RMDAS numbers show $500 threshold reached

Prompt scrap purchased in two U.S. regions averaged $500 per ton in January.

scrap iron grapple
The January 2021 market saw some domestic steel mills paying $500 per ton on the spot market.
Image provided by Dreamstime.

The soaring ferrous scrap market portrayed by Fastmarkets AMM early January surveys has continued into the month, based on spot transaction pricing collected by Pittsburgh-based MSA Inc. for its Raw Material Data Aggregation Service (RMDAS).

RMDAS collects United States transaction pricing throughout the month that is accessible to its customers. It releases a 30-day snapshot on the 20th of each month. Its January index figures for spot pricing (covering Dec. 21, 2020 to Jan. 20, 2021) show mill buyers in the South paid an average of $502 per ton for prompt scrap, and in the RMDAS North Midwest region the price averaged $504 per ton.

National RMDAS averages for January showed a $70 spread between No. 1 heavy melting scrap (HMS), at $429 per ton, and prompt grades, at $499 per ton. Shredded scrap was positioned in between with a national average of $460 per ton.

Mill buyers looking for a bargain would have had to settle for the $415 per ton being paid for No. 1 HMS scrap in the South. The same grade averaged $440 in the North Midwest, which aggregates spot buying in Illinois, Iowa, Kansas, Minnesota, Missouri, Nebraska, North Dakota, South Dakota, Wisconsin and northwest Indiana.

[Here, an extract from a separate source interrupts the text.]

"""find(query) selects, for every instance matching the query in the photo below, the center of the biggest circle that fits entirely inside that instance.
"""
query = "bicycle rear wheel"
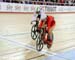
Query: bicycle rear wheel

Ferrous scrap values rose by from $80 to $111 per ton in January, depending on the grade and region, according to RMDAS. That follows jumps in the $75 to $85 per ton range during the RMDAS December buying period.

Traders and processors are not convinced the momentum will continue into February. Recent reports from traders indicate an absence of bulk purchases being booked by overseas buyers at U.S. ports. China, which buys little U.S. scrap but makes half the world’s steel in any given month, is preparing to go on low idle for the Feb. 12 Chinese New Year holiday, an annual event that typically causes ripples throughout the global supply chain.

On the supply side, higher scale prices have increased flows into many scrap yards in the U.S., bringing out inventory that some speculators may have been holding for several months.

A nonferrous wire and cable processor tells Recycling Today his inflow was notably reduced in December and early January. He suspects a lot of the smaller dealers who usually supply him with nonferrous material “were too busy moving scrap iron at these incredible levels.”